Restent dues les cotisations relatives à la CSG-CRDS, au risque d’accidents du travail, à la retraite complémentaire, à la formation professionnelle continue et au versement transport.

L’exonération ne porte que sur la partie des revenus ou rémunérations ne dépassant pas 120 % du SMIC en vigueur au 1er janvier.
Les auto-entrepreneurs bénéficient quant à eux d’une durée d’exonération partielle qui est portée à trois ans, et des taux de cotisations sociales réduits suivants :

Année 1Année 2Année 3Année 4
(taux normal)
Commerçants3,4%6,7%10%13,3%
Prestations de service5,8%11,5%17,2%22,9%
Professions libérales relevant du RSI5,8%11,5%17,2%22,9%
Professions libérales relevant de la CIPAV5,8%11,5%17,2%22,9%

Ce taux couvre l’ensemble des prestations : assurance maladie-maternité, indemnités journalières pour les artisans et commerçants, CSG/CRDS, allocations familiales, retraite de base, retraite complémentaire obligatoire, régime invalidité et décès.

La formation professionnelle s’ajoute à ces cotisations.

Quelles sont les cotisations liées à la formation professionnelle ?

Chaque employeur doit concourir au développement de la formation professionnelle continue en faveur de son personnel ou des demandeurs d’emploi. Celle-ci est calculée sur le total des rémunérations des salariés de l’entreprise. Elle fait partie des taux de charges sociales mentionnés précédemment.

Les entrepreneurs indépendants désirant pouvoir bénéficier de la formation professionnelle doivent, quant à eux, participer au financement de leur propre formation par le versement d’une contribution à l’URSSAF :

  • Pour les commerçants et les prestataires de services, la contribution se chiffre à 0,25 % du plafond annuel de Sécurité sociale.
  • Pour les artisans, elle se chiffre à 0,29 % du plafond annuel de Sécurité sociale.

Pour les microentreprises, dont les auto-entrepreneurs, la base de contribution à la formation professionnelle est le chiffre d’affaires encaissé.

Le taux de cotisation est fixé à 0,3 % pour les artisans (0,17 % en Alsace), 0,1 % pour les commerçants, ou 0,2 % pour les prestataires de services et les professions libérales. Cette contribution est à régler une fois par an.

Quelles sont les cotisations sociales en cas de cumul : salarié et entrepreneur ?

En cas de cumul de situation professionnelle, pour votre Sécurité sociale et vos allocations familiales, vous devez cotiser simultanément aux deux régimes, salarié et non-salarié. Le droit aux prestations est ouvert dans le régime dont relève votre activité principale. Par défaut, votre activité non salariée est présumée être exercée à titre principal.
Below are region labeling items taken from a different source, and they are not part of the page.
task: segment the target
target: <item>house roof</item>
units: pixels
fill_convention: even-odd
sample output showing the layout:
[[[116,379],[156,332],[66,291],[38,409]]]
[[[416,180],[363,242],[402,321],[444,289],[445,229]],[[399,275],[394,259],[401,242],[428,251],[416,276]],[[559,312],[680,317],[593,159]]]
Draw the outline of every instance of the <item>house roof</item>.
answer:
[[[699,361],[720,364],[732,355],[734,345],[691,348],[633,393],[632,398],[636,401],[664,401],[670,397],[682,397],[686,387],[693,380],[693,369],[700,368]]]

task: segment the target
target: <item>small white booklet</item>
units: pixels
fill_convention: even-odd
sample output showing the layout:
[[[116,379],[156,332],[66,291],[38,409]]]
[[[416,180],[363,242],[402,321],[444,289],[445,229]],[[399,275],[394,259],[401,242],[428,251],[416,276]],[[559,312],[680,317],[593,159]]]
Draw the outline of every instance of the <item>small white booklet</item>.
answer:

Si par contre, au cours de l’année de référence (l’année précédente), vous avez effectué au moins 1 200 heures de travail salarié vous ayant procuré un revenu au moins égal à celui de vos activités non-salariées, vous relèverez de votre caisse de salarié et paierez vos charges sociales à ce titre. Dans ce dernier cas, vous ne pourrez pas être soumis à la cotisation minimale forfaitaire, même si vos revenus sont inférieurs à 40 % du plafond de la Sécurité sociale. Vous cotiserez sur la base de l’ensemble de vos revenus non-salariés réels.

Un salarié exerçant une activité non-salariée sera donc dispensé de verser, la première année, la cotisation provisionnelle forfaitaire d’assurance maladie. Il ne versera sa cotisation que l’année suivante en fonction de ses revenus réels déclarés la première année. Cette disposition ne concerne que l’assurance maladie. Il devra par contre acquitter, dès la première année, la cotisation forfaitaire d’allocations familiales et de retraite.
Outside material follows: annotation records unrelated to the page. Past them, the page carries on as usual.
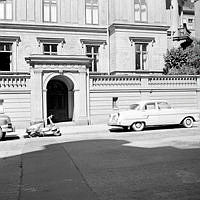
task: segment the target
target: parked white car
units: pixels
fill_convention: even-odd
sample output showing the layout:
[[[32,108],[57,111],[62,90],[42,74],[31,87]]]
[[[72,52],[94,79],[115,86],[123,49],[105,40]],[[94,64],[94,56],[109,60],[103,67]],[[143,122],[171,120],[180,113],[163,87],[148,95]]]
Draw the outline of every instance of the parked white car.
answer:
[[[147,126],[170,124],[182,124],[190,128],[193,122],[199,120],[200,112],[197,109],[175,109],[167,101],[150,100],[132,104],[127,111],[111,114],[108,125],[142,131]]]
[[[8,132],[13,131],[10,117],[4,113],[3,100],[0,99],[0,140],[3,140]]]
En ce qui concerne la retraite : une double affiliation est obligatoire, mais, en contrepartie, vous cumulerez les prestations acquises dans les deux régimes.

Quelles sont les cotisations en cas de portage salarial ?

Une autre méthode pour démarrer sa propre activité sans créer une entreprise, au moins dans une phase de démarrage, est le portage salarial.
Vous faites appel à une société de portage qui vous embauche comme salarié (souvent utilisé pour les consultants). Elle facture vos clients en honoraires qu’elle vous rétrocède en salaire. La société retient des frais de gestion qui représentent entre 5 et 15 % des prestations facturées suivant les sociétés, auxquels s’ajoute le coût des prestations sociales qu’elle reverse à l’URSSAF. Le portage est facile à mettre en place, mais il est coûteux.